Most of the Frenchwomen he’d met spoke with self-possession and a natural sense of self-worth. Vivacity was to them a tool of conversation, half flirtatious, half a mannerism that reflected their view of life. This woman was different It was something deep inside, a well of stillness that seemed without end. But not, he thought, a well of serenity.…

Hamish said, apparently out of context, “She’s no’ a killer.”

She drew off her gardening gloves and pulled the smock over her head. “I’ve missed my tea, waiting for Simon. Will you have a coffee—or some wine—with me? There’s a table under the trees there. I’ll just find Edith.” She wrinkled her nose. “I’ve not quite learned to like tea. But I’m trying.”

He walked back to the french doors with her. The fragrance of lily of the valley came to him suddenly, and he realized that it was her perfume. It surprised him; the sweetness wasn’t what he’d have thought she might have chosen for herself. Something headier—or at least more provocative. And yet today in her plain gray dress with its buttoned belt and square white collar, she was anything but provocative. Quakerish, perhaps.

She called to Edith as she walked through the french doors, leaving him in the garden.

Hamish, unsettled in the back of his mind, reminded him he was a policeman on duty. And to keep his wits about him.

It was a timely reminder. Rutledge walked over to the small table and shook a butterfly off the nearest chair. He wondered what it would think of its gaudy brethren on display in a glass case inside this house. Served them right, for drawing attention to themselves?

Aurore Wyatt came back and took the chair opposite the one he’d moved. “Edith tells me you’ve already been to the museum. What do you think of it?”

“Unusual,” he replied dryly, after some thought.

Her laughter, husky and rich, was unexpected. “How very English of you,” she said. “The English are masters of understatement, are they not?” Then she added as if it mattered to her, “It’s become Simon’s life. I hope it is what he wants to do and not what he feels he ought to do.”

“In what sense?”

“The Wyatts have always gone into politics. For generations. It was expected—before the war, you understand—that he would stand for Parliament as well. From childhood he was prepared for nothing else. And by nature it suited him. Handsome, able, a genuinely charming man who commanded respect. He never speaks of it now. Only of this museum, about which he knows so little.” There was a wryness in her eyes. “But we are none of us the same after four years of war. And he married me, which was not very wise in a politician. An English wife would have been safer. More—comme il faut?”

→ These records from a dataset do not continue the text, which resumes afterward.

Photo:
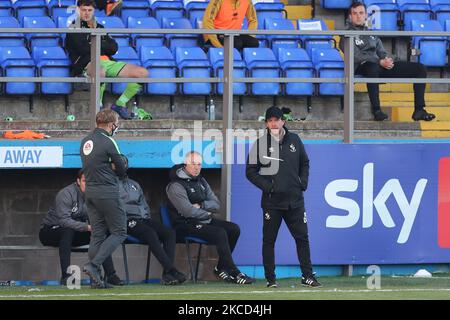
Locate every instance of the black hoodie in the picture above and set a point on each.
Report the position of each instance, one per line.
(281, 174)
(367, 48)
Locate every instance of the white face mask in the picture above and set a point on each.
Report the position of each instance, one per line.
(275, 132)
(114, 130)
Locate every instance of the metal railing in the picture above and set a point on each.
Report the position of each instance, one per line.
(349, 80)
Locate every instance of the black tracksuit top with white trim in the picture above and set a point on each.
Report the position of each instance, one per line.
(98, 151)
(284, 188)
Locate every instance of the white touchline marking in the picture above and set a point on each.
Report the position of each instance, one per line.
(215, 292)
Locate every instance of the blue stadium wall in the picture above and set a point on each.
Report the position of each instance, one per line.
(368, 203)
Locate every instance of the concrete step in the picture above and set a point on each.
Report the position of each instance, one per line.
(163, 129)
(407, 99)
(435, 129)
(391, 87)
(18, 240)
(295, 12)
(403, 114)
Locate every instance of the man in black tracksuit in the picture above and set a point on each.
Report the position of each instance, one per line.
(279, 166)
(373, 61)
(150, 231)
(191, 206)
(66, 224)
(103, 165)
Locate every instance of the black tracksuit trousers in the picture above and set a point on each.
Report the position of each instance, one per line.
(401, 69)
(295, 220)
(153, 234)
(223, 234)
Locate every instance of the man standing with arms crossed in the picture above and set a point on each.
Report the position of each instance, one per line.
(279, 166)
(102, 166)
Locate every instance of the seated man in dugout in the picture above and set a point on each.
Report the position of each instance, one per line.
(149, 231)
(192, 205)
(78, 45)
(66, 225)
(373, 61)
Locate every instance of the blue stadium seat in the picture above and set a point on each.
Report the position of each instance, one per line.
(193, 63)
(122, 39)
(383, 14)
(179, 40)
(134, 8)
(52, 62)
(215, 56)
(328, 64)
(414, 10)
(272, 9)
(41, 39)
(17, 62)
(195, 10)
(167, 9)
(6, 8)
(262, 63)
(310, 42)
(148, 40)
(65, 21)
(262, 38)
(295, 63)
(433, 50)
(165, 219)
(30, 8)
(125, 54)
(10, 39)
(61, 7)
(336, 4)
(441, 10)
(277, 41)
(160, 63)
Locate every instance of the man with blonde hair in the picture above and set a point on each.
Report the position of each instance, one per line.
(103, 164)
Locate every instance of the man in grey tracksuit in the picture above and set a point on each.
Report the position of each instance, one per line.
(279, 165)
(373, 61)
(103, 165)
(149, 231)
(66, 225)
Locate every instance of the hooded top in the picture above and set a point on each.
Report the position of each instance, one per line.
(69, 210)
(280, 169)
(367, 48)
(185, 190)
(133, 198)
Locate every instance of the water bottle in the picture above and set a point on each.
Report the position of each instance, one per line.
(212, 110)
(134, 111)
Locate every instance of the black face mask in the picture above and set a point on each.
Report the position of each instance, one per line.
(114, 129)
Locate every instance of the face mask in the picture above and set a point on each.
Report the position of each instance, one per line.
(114, 130)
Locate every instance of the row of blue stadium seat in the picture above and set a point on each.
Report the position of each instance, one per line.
(186, 62)
(193, 10)
(395, 15)
(433, 49)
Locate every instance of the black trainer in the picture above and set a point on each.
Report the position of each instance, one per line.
(181, 277)
(114, 280)
(93, 273)
(242, 278)
(379, 115)
(63, 280)
(222, 274)
(168, 279)
(422, 115)
(310, 281)
(272, 283)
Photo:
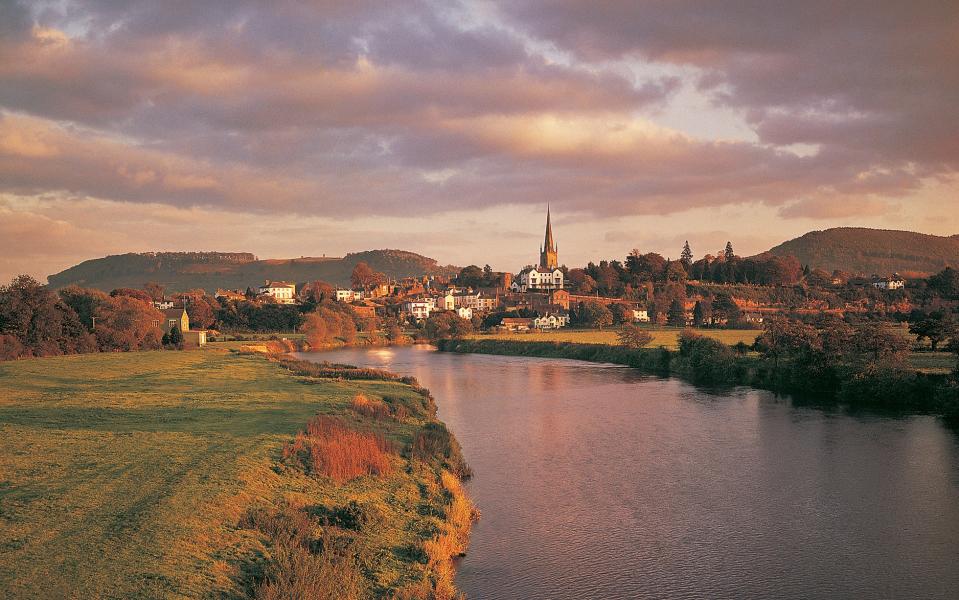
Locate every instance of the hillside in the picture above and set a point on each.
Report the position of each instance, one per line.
(868, 251)
(179, 271)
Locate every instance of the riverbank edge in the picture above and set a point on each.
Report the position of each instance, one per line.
(443, 473)
(915, 392)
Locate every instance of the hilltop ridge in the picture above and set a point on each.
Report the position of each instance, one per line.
(864, 250)
(180, 271)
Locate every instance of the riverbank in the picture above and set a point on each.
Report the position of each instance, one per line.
(157, 474)
(716, 364)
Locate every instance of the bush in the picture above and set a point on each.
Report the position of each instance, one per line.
(370, 407)
(434, 443)
(331, 449)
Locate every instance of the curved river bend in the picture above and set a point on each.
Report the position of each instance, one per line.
(598, 482)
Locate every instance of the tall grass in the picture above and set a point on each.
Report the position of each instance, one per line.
(329, 448)
(301, 565)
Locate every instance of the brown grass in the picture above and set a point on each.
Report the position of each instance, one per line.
(328, 447)
(370, 407)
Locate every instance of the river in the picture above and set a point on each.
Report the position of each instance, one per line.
(595, 481)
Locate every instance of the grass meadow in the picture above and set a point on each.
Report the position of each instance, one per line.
(127, 475)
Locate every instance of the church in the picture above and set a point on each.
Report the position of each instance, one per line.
(547, 275)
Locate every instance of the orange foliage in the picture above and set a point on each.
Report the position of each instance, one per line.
(328, 447)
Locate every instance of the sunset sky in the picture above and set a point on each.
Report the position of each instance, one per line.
(308, 128)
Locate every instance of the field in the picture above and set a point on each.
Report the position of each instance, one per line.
(126, 475)
(665, 336)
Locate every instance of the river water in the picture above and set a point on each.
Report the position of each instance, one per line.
(595, 481)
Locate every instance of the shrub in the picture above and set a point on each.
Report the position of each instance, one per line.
(331, 449)
(299, 566)
(370, 407)
(434, 443)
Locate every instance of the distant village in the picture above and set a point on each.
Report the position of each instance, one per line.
(548, 296)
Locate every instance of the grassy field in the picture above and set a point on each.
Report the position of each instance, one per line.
(666, 336)
(126, 475)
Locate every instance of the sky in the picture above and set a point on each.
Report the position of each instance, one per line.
(320, 127)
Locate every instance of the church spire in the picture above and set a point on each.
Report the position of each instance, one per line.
(548, 258)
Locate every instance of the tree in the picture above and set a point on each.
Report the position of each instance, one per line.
(127, 323)
(175, 338)
(936, 327)
(676, 316)
(621, 313)
(446, 325)
(154, 290)
(471, 276)
(594, 314)
(634, 336)
(686, 256)
(701, 313)
(364, 277)
(132, 293)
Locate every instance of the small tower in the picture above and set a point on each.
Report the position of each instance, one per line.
(548, 256)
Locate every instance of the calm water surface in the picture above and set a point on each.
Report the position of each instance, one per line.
(597, 482)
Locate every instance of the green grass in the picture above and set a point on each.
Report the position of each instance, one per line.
(664, 336)
(125, 475)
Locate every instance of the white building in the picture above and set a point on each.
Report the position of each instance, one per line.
(889, 283)
(420, 308)
(539, 278)
(281, 291)
(550, 321)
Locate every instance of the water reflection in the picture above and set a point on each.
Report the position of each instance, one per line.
(599, 482)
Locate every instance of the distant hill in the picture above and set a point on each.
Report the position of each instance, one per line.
(869, 251)
(180, 271)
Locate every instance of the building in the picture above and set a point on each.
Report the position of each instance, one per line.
(551, 321)
(235, 295)
(419, 308)
(348, 295)
(546, 275)
(281, 291)
(516, 324)
(176, 317)
(889, 283)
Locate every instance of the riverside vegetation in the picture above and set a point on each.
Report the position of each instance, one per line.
(158, 474)
(866, 365)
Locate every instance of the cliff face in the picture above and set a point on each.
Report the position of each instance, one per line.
(180, 271)
(868, 251)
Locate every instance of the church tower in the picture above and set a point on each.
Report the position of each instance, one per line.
(548, 256)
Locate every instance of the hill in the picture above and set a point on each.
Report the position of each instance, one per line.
(180, 271)
(868, 251)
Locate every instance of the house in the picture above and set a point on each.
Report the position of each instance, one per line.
(175, 317)
(419, 308)
(516, 324)
(281, 291)
(539, 278)
(551, 321)
(889, 283)
(234, 295)
(194, 337)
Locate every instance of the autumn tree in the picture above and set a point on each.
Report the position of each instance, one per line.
(364, 277)
(686, 256)
(446, 325)
(127, 323)
(634, 336)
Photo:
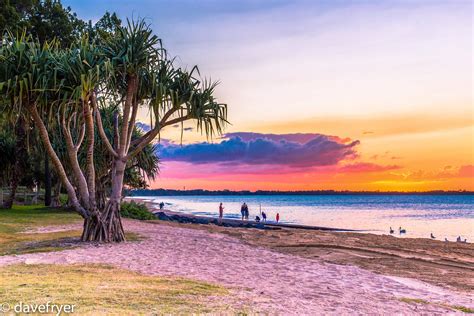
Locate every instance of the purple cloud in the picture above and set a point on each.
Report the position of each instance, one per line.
(293, 150)
(143, 126)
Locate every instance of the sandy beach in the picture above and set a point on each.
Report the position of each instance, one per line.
(261, 279)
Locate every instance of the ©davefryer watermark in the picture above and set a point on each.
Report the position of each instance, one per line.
(46, 308)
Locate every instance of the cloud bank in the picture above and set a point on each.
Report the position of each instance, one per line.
(291, 150)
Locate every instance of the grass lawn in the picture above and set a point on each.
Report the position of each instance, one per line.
(20, 219)
(15, 224)
(100, 289)
(94, 289)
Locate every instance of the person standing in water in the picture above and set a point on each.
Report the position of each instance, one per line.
(221, 213)
(242, 211)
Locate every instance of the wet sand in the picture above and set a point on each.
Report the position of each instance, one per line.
(262, 280)
(446, 264)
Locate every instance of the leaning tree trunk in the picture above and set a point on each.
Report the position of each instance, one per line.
(56, 200)
(106, 225)
(20, 154)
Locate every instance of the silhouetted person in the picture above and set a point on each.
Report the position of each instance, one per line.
(221, 213)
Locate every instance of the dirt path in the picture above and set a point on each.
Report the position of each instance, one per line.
(267, 281)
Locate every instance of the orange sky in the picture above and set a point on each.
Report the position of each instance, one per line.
(371, 73)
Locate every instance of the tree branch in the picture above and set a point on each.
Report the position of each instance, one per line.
(100, 127)
(145, 141)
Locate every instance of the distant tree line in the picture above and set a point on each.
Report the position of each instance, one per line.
(170, 192)
(70, 95)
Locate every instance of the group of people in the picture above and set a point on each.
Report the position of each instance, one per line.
(244, 211)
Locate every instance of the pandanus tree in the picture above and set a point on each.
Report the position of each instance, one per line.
(131, 70)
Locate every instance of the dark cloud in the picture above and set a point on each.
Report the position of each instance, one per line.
(367, 167)
(293, 150)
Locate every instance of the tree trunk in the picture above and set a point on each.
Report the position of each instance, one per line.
(56, 201)
(8, 203)
(47, 181)
(47, 178)
(21, 157)
(106, 225)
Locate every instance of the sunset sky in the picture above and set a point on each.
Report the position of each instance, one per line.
(344, 95)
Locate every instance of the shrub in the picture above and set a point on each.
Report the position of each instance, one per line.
(135, 211)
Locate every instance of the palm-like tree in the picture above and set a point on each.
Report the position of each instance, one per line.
(131, 70)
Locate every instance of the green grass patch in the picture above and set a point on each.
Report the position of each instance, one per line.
(16, 223)
(101, 289)
(136, 211)
(22, 218)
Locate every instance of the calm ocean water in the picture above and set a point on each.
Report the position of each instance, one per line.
(446, 216)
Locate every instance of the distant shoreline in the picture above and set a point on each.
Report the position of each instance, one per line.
(168, 192)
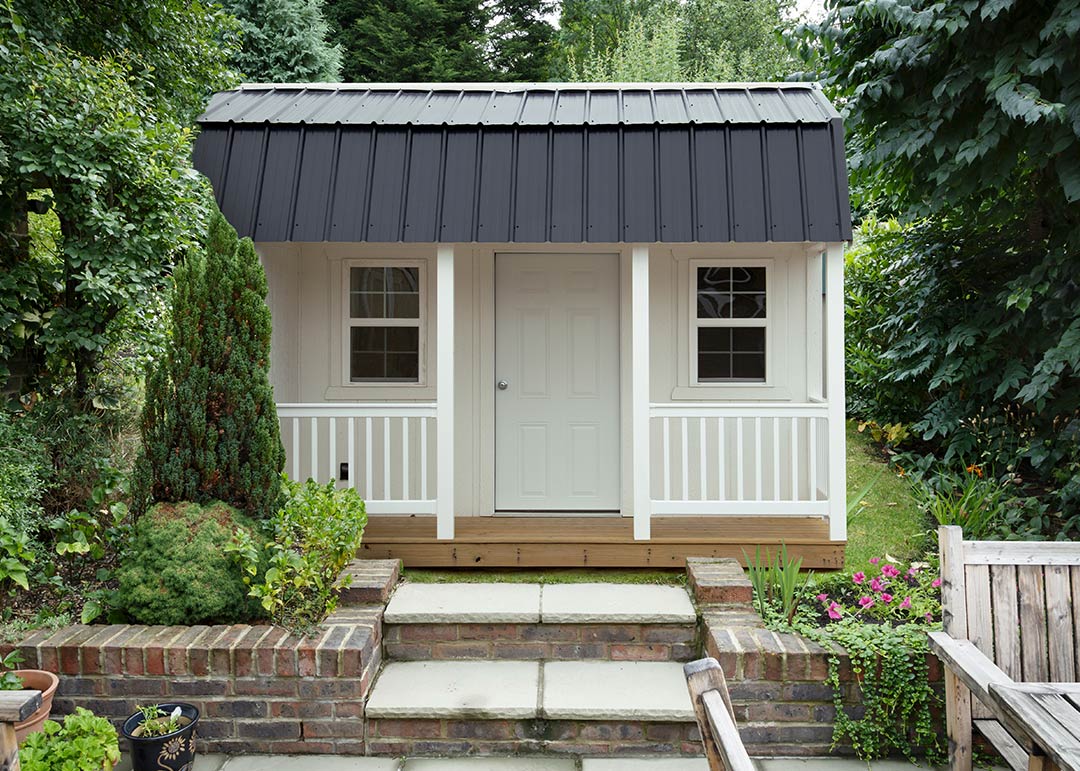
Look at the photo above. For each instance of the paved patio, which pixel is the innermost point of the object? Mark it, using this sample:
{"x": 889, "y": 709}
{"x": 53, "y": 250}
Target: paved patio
{"x": 329, "y": 762}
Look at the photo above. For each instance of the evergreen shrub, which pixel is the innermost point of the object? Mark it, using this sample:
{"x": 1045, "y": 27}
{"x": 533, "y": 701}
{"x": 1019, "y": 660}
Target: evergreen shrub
{"x": 210, "y": 425}
{"x": 177, "y": 570}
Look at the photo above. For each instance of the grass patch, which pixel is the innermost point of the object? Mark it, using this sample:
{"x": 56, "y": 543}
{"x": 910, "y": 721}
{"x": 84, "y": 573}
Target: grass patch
{"x": 666, "y": 578}
{"x": 887, "y": 518}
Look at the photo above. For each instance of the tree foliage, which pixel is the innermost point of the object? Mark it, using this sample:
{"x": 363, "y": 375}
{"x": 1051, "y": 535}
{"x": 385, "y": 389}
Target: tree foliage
{"x": 700, "y": 40}
{"x": 210, "y": 424}
{"x": 98, "y": 195}
{"x": 443, "y": 40}
{"x": 284, "y": 41}
{"x": 963, "y": 120}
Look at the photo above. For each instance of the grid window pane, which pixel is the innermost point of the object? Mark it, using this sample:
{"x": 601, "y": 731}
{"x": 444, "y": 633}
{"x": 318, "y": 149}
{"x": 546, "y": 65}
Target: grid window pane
{"x": 390, "y": 353}
{"x": 730, "y": 354}
{"x": 385, "y": 293}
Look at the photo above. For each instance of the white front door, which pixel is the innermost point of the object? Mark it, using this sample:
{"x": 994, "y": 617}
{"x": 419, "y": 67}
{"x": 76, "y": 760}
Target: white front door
{"x": 556, "y": 370}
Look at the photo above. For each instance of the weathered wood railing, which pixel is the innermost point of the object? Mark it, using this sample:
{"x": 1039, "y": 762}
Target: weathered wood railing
{"x": 387, "y": 451}
{"x": 741, "y": 458}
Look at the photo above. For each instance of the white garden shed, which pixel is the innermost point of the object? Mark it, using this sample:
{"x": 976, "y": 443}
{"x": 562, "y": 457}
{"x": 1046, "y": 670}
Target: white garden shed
{"x": 553, "y": 324}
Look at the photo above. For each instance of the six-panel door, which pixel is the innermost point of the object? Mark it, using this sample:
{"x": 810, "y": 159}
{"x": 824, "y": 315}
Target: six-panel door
{"x": 556, "y": 405}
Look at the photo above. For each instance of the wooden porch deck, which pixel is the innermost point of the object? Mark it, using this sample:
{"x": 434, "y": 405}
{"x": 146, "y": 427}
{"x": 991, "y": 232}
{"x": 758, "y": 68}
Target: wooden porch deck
{"x": 595, "y": 541}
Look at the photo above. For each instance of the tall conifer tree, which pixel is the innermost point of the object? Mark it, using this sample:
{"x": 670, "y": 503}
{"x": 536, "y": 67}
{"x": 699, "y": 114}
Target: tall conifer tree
{"x": 210, "y": 424}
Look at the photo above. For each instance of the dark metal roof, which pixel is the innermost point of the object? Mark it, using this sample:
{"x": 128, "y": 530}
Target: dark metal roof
{"x": 521, "y": 105}
{"x": 554, "y": 163}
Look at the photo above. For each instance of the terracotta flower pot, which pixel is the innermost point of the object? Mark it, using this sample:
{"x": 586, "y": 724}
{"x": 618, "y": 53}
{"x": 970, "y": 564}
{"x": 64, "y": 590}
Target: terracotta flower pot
{"x": 37, "y": 680}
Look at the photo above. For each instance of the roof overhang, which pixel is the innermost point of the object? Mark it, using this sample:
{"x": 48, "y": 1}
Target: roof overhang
{"x": 528, "y": 163}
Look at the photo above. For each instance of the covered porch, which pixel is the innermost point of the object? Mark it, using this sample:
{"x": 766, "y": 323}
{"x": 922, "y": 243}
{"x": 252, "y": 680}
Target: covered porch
{"x": 709, "y": 478}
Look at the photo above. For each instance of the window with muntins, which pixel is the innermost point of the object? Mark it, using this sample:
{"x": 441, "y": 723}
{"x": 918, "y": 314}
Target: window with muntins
{"x": 385, "y": 320}
{"x": 730, "y": 323}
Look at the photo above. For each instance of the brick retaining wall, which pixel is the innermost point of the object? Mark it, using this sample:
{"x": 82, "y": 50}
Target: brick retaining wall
{"x": 257, "y": 688}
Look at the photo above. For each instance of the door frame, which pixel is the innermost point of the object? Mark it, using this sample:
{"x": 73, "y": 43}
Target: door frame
{"x": 488, "y": 409}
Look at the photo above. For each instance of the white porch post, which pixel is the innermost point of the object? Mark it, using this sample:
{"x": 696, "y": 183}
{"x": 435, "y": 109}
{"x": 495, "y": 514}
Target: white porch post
{"x": 639, "y": 390}
{"x": 834, "y": 375}
{"x": 444, "y": 393}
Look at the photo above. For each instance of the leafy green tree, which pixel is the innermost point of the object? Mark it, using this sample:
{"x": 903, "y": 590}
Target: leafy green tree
{"x": 390, "y": 41}
{"x": 521, "y": 40}
{"x": 700, "y": 40}
{"x": 284, "y": 41}
{"x": 210, "y": 424}
{"x": 963, "y": 119}
{"x": 95, "y": 100}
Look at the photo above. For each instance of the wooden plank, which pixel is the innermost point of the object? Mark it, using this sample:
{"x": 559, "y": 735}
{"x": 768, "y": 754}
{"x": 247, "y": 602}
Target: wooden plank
{"x": 724, "y": 728}
{"x": 9, "y": 747}
{"x": 18, "y": 705}
{"x": 1076, "y": 607}
{"x": 1047, "y": 716}
{"x": 1006, "y": 620}
{"x": 1022, "y": 553}
{"x": 980, "y": 623}
{"x": 1002, "y": 741}
{"x": 820, "y": 556}
{"x": 975, "y": 671}
{"x": 1061, "y": 635}
{"x": 601, "y": 529}
{"x": 703, "y": 676}
{"x": 1033, "y": 622}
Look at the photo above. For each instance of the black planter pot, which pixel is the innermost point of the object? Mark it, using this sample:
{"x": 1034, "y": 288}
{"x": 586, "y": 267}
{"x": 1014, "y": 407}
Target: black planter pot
{"x": 174, "y": 752}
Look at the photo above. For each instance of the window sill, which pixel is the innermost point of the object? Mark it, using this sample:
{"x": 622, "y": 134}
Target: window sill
{"x": 381, "y": 392}
{"x": 756, "y": 392}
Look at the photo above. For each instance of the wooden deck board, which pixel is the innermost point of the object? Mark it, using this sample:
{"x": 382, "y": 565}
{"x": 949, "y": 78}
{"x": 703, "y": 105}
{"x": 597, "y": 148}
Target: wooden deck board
{"x": 595, "y": 541}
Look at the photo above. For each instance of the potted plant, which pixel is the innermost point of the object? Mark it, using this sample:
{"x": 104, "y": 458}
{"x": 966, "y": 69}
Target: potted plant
{"x": 162, "y": 736}
{"x": 83, "y": 741}
{"x": 28, "y": 679}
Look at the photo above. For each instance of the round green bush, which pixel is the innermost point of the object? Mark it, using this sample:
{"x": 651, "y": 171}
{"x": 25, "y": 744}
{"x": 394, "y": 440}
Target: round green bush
{"x": 177, "y": 570}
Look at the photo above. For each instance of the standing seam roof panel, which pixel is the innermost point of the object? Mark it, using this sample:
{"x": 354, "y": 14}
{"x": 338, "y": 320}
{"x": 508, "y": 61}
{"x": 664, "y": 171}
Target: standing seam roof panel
{"x": 763, "y": 164}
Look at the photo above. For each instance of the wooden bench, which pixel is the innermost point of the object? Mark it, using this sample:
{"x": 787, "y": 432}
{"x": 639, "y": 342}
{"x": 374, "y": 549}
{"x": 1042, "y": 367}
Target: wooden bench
{"x": 716, "y": 719}
{"x": 1011, "y": 612}
{"x": 14, "y": 706}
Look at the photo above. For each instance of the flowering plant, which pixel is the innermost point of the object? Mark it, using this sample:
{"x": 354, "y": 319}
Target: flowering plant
{"x": 887, "y": 591}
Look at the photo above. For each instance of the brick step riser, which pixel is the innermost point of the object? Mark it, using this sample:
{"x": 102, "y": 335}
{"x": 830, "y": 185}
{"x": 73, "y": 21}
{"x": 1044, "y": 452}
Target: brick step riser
{"x": 532, "y": 736}
{"x": 541, "y": 641}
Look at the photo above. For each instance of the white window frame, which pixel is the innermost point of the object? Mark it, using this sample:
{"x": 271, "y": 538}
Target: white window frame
{"x": 349, "y": 322}
{"x": 694, "y": 323}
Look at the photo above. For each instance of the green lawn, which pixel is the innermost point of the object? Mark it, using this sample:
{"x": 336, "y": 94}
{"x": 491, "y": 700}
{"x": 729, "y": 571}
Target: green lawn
{"x": 882, "y": 515}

He said nothing, but had a sudden mental picture of Aurore Wyatt among the male and female voters of a quiet Dorset constituency. The cat among the pigeons … “I understand his other grandfather was an explorer of sorts.”

“Yes, in the Pacific and Indian oceans. He left Simon his collections—I think, in the hope that he might display them and make his grandfather as famous as Darwin or Cook. Simon had said nothing of this to me in France. It wasn’t until I arrived in England that he seemed to remember anything at all about his grandfather’s boxes. They were stored in London, had been for ages. And suddenly he would not hear of anything but this museum.” She shrugged in that way that only Frenchwomen have, lifting her shoulders with her head to one side, as if denying any understanding of the matter. “That is why I wonder, sometimes, if he feels an obligation to satisfy one ancestor if not the other. If not Westminster, then this museum. It would be very sad, would it not?